Photographed by Remi Riordan.
Ella, Bisexual Girl, 17
“I think being in the suburbs means that it's harder to find communities of people like you. As a young queer person in the suburbs, I found that bisexuality wasn't discussed very often and, until high school, I wasn't really aware of anyone else in my community who was identified that way. However, I am extremely privileged to live in a very open-minded and liberal town. Here, I feel comfortable and safe expressing my sexuality."
Photographed by Remi Riordan.
Jacob, Bisexual Boy, 17
"I've personally had experiences ranging from bullying to fearing physical assault to everyday micro-aggressions in school. I think by far the most obnoxious and most common discrimination I face is from people, especially straight liberal 'allies,' who have expectations for how I should act, how I should speak, what I should enjoy, and try to pigeonhole me into those stereotypes.”
Photographed by Remi Riordan.
Izzy, Bisexual Girl, 16
“I would say the only way I've struggled with being bisexual is realizing that I was. It took me a while to figure out myself, but once I did, I didn't struggle nearly as much as others have. It's not something everyone knows about me, but when I do share it, I always feel comfortable. I guess it's a bit strange meeting people and having them assume I'm straight, since it's obviously not true, but 'going both ways' makes it all the more complicated. It's just less clear when I first meet someone. But beyond that, it's been a good time.”
Photographed by Remi Riordan.
Julia, Bisexual Girl, 18
“[I realized I wasn't straight] when I realized I always felt scared and vulnerable around men, but felt so warm, close, comfortable, and genuine with anybody who was not a cis man.”

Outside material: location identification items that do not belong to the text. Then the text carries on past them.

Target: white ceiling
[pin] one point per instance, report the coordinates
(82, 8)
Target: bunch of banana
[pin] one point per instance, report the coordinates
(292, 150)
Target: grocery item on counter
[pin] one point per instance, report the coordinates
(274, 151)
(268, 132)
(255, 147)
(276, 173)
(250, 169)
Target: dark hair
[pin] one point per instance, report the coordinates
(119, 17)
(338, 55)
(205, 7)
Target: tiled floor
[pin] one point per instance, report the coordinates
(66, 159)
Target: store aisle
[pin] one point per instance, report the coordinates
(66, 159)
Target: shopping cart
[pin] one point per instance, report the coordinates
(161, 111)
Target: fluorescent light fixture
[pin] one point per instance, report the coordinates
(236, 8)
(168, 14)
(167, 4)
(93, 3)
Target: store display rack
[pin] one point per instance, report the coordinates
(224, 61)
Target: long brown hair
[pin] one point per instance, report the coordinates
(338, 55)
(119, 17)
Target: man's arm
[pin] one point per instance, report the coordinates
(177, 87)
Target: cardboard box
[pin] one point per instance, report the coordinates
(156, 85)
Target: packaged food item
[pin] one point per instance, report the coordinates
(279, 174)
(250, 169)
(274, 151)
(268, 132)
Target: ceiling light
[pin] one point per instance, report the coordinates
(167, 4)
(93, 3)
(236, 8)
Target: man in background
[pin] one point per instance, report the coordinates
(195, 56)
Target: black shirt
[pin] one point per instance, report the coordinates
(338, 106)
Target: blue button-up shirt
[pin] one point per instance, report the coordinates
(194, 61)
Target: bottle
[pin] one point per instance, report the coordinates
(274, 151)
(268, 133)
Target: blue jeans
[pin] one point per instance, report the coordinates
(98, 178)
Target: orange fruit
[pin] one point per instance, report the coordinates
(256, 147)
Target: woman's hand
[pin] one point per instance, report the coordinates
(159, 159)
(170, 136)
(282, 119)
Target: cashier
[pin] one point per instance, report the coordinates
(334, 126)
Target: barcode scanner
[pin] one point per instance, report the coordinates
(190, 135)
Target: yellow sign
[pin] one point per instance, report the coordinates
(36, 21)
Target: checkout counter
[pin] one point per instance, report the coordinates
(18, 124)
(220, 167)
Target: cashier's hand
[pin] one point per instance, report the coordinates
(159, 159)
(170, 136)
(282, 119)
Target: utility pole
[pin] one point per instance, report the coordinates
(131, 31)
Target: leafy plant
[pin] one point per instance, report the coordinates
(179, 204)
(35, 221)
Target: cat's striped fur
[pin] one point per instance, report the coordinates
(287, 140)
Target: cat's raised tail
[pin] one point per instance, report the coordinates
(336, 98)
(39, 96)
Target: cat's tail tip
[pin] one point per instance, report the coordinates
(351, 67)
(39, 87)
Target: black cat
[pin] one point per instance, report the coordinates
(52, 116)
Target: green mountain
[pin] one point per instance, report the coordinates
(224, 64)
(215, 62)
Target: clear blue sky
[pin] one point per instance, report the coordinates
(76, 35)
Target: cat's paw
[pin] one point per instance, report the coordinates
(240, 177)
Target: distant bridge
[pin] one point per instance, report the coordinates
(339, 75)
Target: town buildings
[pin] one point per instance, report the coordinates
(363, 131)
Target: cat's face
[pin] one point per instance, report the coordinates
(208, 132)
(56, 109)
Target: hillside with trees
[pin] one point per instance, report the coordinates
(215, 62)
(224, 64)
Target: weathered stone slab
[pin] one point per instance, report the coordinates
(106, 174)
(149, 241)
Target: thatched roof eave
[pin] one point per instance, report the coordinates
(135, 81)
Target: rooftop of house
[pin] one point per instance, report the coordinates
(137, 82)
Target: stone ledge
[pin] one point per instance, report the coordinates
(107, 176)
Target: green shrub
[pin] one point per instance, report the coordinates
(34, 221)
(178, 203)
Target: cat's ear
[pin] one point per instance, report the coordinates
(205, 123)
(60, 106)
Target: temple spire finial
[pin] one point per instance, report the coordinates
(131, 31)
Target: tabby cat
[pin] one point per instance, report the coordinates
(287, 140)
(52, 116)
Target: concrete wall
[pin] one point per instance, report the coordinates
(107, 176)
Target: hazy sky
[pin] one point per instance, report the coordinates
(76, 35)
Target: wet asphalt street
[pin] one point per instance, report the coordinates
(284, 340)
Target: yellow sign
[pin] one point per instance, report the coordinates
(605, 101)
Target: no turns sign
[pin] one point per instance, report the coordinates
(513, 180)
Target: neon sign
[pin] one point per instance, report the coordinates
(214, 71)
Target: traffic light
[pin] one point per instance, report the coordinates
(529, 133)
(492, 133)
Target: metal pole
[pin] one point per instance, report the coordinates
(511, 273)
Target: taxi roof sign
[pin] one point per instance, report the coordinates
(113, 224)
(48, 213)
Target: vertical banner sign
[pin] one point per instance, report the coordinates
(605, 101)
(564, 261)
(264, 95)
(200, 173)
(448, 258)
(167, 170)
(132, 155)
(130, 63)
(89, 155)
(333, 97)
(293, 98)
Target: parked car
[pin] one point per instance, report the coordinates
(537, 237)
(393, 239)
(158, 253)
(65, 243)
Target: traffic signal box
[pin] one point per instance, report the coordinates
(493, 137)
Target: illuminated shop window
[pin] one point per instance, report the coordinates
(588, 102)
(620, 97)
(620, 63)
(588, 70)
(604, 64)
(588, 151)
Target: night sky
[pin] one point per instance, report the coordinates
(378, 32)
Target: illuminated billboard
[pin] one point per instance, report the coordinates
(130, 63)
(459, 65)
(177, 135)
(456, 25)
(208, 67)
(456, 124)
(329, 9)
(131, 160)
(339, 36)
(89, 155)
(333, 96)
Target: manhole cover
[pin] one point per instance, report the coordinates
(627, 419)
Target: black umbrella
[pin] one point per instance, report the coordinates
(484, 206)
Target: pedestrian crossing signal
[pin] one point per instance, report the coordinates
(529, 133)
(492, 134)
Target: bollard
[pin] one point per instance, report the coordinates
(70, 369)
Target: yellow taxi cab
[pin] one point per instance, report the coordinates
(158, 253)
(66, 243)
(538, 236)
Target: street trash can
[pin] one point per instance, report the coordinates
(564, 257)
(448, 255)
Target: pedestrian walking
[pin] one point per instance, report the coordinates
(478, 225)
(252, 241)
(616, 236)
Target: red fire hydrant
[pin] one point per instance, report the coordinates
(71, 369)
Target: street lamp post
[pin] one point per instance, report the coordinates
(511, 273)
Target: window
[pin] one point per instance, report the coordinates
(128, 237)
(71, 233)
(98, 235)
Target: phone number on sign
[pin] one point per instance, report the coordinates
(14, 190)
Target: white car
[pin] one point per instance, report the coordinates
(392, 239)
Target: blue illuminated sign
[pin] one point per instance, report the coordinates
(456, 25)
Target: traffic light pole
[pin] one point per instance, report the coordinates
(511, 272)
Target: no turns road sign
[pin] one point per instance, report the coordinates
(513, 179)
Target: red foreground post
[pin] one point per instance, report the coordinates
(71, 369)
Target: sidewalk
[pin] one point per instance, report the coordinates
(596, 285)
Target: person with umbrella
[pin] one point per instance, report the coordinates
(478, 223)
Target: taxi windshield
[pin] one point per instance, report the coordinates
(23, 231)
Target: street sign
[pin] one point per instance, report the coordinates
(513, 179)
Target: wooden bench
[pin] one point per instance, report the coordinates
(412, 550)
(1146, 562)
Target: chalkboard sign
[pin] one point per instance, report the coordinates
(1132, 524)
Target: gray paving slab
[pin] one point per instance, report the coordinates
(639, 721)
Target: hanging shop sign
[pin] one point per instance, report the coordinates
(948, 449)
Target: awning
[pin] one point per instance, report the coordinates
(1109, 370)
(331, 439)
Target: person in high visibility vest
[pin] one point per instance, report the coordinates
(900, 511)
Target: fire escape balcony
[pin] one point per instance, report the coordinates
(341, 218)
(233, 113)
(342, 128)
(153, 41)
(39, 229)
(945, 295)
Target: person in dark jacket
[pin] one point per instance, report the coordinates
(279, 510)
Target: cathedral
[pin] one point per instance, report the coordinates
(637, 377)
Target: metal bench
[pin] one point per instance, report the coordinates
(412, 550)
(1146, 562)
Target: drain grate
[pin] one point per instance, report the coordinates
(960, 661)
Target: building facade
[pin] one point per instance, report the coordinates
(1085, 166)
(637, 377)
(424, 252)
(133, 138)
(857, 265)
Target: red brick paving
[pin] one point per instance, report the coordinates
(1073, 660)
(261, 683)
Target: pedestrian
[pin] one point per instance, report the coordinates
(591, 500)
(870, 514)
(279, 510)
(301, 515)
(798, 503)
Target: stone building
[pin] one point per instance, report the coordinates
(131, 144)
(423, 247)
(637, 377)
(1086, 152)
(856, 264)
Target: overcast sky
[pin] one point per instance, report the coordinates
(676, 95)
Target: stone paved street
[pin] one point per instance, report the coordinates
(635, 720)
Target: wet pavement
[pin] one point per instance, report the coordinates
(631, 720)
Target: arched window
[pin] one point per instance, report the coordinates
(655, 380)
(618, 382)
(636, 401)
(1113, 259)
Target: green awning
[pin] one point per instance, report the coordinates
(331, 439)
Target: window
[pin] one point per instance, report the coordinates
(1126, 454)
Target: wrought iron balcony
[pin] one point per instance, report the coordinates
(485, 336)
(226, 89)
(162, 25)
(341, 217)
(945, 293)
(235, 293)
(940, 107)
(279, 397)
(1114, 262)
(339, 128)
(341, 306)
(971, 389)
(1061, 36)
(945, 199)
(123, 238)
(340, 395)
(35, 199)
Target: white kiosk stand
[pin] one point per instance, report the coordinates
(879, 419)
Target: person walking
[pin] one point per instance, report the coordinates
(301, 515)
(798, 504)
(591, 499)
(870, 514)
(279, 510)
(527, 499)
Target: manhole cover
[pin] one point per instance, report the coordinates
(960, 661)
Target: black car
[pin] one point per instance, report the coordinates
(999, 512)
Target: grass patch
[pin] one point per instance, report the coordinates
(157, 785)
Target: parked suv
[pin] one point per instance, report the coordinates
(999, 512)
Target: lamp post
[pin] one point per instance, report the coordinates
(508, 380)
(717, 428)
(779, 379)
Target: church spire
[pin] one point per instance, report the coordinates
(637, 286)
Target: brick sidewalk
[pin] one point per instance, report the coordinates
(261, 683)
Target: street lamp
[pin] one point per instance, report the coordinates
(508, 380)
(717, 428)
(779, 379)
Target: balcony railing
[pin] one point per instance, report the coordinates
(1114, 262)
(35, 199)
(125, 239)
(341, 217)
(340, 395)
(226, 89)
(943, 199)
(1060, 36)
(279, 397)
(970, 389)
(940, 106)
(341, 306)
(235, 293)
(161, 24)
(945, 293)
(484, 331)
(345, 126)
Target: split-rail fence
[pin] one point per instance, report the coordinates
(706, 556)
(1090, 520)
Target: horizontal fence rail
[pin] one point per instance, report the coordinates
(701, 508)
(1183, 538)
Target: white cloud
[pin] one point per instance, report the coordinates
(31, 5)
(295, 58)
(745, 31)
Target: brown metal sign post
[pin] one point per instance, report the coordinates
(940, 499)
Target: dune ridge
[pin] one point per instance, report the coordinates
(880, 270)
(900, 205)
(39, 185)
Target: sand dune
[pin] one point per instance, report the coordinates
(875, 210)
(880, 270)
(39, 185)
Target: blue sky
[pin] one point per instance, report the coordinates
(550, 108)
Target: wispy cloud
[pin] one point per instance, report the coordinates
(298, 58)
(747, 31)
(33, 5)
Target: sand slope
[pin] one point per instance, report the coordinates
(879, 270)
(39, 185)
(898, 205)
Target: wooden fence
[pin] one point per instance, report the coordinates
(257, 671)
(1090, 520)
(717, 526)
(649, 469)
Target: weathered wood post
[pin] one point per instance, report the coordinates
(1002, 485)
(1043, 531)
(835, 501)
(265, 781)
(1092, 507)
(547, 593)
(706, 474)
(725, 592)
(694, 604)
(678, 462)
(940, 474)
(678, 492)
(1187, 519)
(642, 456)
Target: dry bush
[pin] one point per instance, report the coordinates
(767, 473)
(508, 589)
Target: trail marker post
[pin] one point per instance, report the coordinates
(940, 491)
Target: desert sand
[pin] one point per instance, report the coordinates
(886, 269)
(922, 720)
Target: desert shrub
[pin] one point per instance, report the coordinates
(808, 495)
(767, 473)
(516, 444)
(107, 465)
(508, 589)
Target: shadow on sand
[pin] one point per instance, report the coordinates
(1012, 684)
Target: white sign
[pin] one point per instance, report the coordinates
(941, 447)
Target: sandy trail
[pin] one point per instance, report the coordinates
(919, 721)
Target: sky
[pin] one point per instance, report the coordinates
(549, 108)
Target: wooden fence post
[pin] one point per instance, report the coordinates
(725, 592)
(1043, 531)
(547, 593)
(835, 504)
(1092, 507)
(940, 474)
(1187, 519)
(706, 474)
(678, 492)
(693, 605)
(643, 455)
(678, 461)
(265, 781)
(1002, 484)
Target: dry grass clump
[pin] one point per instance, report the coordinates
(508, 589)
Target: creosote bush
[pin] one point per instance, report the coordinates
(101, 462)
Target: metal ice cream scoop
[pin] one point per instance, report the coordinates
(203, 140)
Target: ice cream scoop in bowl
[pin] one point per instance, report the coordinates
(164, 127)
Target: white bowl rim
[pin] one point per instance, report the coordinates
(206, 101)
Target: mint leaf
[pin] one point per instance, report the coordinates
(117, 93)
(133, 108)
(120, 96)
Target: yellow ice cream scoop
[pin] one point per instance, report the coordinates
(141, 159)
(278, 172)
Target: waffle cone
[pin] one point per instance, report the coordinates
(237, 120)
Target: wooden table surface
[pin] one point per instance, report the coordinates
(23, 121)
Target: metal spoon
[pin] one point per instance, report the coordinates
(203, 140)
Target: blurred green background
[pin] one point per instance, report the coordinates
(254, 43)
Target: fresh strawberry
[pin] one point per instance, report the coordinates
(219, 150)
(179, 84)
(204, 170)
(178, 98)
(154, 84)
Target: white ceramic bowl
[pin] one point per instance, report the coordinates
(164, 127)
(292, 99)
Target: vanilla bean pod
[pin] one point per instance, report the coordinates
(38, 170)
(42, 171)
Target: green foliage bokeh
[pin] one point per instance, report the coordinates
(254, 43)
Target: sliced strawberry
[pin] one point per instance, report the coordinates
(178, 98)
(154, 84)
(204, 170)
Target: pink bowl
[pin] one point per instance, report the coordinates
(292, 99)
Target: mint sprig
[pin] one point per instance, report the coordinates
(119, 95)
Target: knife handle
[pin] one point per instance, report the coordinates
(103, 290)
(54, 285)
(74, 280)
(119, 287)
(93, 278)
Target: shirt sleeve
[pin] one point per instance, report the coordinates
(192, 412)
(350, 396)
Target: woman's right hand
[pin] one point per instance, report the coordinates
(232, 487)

Photographed by Remi Riordan.
Steven, Gay Boy, 17
"My first crush was with this boy in 7th grade named Joshua. What made me develop a crush on him was his tendency to display acts of affection to me most of the school day, and it was these things he'd do that actually made me come to terms with my sexual orientation. The sad part was that he apparently wasn't gay in the slightest, although he'd convinced everyone otherwise, including me. This led to me going to pathetic lengths to making him admit his sexuality to me.”